Sagen und Volksmärchen

Mit Illustrationen von


Aldo Patocchi

1981

EDITION OLMS ZÜRICH


DER WIEDERKEHRENDE TOTE

In Biasca war ein Mann vom Dach eines Hauses gestürzt und wurde in verzweifeltem Zustand von mitleidigen Leuten nach Hause getragen. Dort starb er nach furchtbarem Todeskampf, ohne daß er weder mit seiner Frau Magdalena noch mit seinen Kindern ein Wort mehr sprechen konnte.

Er war bei vielen Unternehmungen beteiligt gewesen. Nach seinem Tode erschienen bei der Witfrau viele Gläubiger.
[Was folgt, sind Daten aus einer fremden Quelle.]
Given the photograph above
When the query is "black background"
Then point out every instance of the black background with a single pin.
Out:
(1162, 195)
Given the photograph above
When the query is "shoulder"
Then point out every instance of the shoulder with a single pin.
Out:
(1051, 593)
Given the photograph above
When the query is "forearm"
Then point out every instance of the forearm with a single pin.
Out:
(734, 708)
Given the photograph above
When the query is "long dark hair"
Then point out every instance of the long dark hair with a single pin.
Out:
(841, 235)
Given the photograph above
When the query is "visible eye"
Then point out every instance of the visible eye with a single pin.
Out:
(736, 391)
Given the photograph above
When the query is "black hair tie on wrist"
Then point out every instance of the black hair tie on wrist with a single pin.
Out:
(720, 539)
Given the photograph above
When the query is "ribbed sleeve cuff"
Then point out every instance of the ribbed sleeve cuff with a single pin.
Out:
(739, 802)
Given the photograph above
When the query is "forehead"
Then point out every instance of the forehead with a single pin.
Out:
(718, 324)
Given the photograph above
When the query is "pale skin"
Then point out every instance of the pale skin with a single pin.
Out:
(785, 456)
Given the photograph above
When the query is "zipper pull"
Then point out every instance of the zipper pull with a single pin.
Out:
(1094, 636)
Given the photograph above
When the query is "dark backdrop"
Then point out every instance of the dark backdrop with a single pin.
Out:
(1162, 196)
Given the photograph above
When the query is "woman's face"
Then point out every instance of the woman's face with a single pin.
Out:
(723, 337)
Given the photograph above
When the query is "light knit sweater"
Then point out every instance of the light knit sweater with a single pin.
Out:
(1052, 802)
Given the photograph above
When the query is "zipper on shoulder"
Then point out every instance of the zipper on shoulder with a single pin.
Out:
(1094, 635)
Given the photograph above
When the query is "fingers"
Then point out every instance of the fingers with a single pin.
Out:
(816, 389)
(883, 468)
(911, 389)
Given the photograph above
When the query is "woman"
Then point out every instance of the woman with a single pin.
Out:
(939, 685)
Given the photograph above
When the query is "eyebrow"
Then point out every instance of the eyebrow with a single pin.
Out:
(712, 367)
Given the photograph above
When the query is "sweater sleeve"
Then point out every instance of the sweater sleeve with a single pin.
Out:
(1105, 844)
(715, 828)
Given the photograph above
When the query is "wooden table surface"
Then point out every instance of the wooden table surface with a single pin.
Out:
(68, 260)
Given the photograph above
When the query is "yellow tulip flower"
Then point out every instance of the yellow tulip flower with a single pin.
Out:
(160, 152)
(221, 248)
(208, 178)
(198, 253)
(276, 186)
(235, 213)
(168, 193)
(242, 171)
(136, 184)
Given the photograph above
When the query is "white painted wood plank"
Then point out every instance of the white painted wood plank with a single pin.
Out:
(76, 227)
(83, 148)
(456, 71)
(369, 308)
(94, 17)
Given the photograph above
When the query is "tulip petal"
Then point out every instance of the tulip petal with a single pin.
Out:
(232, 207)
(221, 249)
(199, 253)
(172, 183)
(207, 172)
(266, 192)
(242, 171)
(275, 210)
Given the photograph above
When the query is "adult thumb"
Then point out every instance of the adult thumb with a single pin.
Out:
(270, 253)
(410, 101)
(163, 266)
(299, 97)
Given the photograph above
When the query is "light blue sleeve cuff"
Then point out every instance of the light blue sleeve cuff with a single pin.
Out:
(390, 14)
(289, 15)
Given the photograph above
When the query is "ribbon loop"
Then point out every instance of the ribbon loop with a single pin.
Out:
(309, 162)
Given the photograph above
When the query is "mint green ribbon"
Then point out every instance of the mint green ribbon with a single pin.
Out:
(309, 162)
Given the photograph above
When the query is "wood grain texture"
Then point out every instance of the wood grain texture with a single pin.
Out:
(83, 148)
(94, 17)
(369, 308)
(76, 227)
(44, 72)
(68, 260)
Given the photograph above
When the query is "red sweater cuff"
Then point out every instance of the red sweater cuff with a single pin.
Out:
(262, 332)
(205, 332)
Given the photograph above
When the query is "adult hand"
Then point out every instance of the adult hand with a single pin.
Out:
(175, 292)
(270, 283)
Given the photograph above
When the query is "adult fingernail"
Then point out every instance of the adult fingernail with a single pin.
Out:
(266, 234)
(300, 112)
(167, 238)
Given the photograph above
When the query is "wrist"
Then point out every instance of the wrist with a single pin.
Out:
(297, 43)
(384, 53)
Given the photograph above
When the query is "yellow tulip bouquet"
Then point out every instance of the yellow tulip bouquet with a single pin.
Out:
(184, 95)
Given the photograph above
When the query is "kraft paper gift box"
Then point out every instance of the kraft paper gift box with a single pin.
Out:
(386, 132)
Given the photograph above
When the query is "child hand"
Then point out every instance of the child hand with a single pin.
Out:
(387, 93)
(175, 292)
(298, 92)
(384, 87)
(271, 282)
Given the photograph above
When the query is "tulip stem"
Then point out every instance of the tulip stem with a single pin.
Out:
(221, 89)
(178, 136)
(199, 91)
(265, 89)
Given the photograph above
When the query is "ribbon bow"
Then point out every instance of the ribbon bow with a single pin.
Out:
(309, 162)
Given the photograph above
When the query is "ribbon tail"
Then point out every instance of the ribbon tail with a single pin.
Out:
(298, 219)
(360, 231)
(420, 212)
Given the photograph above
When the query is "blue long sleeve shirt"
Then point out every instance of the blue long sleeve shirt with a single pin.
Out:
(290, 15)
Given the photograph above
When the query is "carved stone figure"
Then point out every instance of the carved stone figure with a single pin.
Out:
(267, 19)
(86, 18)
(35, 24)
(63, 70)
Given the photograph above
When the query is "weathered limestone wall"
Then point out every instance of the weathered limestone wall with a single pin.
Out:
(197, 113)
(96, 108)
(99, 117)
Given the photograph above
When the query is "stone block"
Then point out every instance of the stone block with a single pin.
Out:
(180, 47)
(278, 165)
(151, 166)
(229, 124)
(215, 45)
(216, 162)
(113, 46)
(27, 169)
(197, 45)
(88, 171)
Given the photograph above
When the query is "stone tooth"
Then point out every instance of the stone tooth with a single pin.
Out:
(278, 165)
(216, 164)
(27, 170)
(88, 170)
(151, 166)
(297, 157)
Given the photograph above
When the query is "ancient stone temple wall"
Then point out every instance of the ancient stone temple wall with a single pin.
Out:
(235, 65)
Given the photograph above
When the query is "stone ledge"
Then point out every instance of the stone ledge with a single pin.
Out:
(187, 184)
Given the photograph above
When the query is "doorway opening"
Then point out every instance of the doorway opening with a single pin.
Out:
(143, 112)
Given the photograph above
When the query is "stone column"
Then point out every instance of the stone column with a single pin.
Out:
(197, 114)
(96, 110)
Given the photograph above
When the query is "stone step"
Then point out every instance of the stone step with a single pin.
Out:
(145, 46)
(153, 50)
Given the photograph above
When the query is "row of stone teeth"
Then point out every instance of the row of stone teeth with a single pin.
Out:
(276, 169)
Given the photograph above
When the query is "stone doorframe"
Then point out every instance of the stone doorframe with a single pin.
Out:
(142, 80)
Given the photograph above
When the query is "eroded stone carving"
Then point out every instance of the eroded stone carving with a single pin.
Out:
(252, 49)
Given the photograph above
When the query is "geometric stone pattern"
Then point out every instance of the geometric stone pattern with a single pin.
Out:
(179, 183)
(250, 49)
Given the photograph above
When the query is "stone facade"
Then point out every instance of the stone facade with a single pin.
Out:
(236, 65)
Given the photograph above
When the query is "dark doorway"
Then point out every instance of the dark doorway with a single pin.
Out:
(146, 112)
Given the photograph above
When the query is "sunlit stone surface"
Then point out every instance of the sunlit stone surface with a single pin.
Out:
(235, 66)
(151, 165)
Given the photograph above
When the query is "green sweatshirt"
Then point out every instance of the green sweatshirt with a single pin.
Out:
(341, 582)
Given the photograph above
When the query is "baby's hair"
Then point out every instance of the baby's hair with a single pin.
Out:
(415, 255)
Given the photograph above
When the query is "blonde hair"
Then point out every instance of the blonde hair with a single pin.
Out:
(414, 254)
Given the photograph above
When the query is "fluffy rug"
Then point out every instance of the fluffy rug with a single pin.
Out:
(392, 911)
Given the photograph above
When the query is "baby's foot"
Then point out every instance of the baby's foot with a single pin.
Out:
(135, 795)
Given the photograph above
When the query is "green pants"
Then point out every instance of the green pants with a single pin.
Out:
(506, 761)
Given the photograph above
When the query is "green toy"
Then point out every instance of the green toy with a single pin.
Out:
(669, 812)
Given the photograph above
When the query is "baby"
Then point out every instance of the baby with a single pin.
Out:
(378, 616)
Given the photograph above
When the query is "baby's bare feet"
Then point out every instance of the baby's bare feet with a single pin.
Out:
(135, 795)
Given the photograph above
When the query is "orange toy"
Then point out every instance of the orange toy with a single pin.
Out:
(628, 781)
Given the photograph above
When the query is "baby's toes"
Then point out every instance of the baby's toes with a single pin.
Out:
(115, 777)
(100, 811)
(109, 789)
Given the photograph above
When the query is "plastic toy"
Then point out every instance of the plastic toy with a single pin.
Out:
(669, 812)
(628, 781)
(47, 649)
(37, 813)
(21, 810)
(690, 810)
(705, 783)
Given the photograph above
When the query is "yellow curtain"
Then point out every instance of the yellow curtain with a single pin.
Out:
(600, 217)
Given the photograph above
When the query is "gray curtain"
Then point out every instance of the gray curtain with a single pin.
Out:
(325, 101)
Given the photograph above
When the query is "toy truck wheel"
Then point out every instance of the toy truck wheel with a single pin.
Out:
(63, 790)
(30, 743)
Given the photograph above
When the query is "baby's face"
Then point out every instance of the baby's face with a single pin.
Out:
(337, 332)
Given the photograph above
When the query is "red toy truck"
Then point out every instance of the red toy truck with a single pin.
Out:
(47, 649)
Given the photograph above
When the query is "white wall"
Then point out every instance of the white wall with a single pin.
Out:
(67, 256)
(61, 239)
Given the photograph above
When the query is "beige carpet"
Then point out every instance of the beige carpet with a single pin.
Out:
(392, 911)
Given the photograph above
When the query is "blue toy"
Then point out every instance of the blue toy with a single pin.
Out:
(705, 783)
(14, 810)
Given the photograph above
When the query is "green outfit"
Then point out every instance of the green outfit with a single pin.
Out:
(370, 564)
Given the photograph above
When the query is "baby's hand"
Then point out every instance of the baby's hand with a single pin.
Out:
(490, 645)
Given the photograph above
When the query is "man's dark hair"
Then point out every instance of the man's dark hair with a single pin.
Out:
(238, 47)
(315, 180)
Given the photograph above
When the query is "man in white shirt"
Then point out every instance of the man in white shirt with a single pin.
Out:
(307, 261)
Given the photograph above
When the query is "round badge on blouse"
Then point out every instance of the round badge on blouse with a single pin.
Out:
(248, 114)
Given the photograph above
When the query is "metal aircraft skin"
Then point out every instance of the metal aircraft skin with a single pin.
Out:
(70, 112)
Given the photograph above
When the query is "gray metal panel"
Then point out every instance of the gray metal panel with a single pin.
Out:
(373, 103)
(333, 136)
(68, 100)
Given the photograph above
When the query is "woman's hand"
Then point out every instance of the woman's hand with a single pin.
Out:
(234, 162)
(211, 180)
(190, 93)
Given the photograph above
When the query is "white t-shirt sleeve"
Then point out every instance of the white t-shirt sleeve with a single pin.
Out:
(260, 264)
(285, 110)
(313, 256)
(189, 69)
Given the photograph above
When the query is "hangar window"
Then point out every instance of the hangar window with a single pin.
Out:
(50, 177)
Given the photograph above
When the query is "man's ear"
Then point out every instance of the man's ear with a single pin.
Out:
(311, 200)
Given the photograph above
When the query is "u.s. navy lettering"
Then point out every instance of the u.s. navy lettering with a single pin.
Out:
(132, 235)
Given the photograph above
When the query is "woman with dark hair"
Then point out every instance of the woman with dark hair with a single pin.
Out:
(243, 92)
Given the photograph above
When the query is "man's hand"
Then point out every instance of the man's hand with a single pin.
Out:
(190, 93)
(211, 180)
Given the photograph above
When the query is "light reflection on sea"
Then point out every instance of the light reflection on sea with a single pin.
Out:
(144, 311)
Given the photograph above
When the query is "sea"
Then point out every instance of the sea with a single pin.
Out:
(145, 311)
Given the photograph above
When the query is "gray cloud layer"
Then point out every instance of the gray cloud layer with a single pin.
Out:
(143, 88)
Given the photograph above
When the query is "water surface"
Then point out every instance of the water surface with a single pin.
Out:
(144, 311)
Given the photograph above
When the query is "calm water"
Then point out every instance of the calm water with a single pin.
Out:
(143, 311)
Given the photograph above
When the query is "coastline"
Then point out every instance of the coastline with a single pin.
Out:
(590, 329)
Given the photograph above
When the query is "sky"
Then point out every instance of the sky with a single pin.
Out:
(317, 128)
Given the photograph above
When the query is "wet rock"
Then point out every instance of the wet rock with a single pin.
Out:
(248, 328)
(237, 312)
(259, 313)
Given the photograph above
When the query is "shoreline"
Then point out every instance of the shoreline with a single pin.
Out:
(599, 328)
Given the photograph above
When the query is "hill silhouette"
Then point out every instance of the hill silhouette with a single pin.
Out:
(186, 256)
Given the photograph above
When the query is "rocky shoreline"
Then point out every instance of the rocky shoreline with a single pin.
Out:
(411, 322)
Sie bezahlte alle. Aber sie war wenig auf dem Laufenden über die Schulden und Guthaben ihres verstorbenen Mannes, und sie wußte auch nicht. wieviel die Summen ausmachten, die sie zu zahlen hatte, weil sie nicht alle die nötigen Abrechnungen und Papiere besaß. Deshalb geriet sie in Verwirrung und Aufregung. In ihrem Gebet flehte sie Tag und Nacht zum lieben Gott, daß er ihren Mann noch einmal in diese Welt zurückkehren lasse, und wäre es auch nur für wenige Stunden oder die Zeit, die dringend nötig war, um sie über die zahlreichen und wichtigen Angelegenheiten der Familie und des Geschäftes in Kenntnis zu setzen.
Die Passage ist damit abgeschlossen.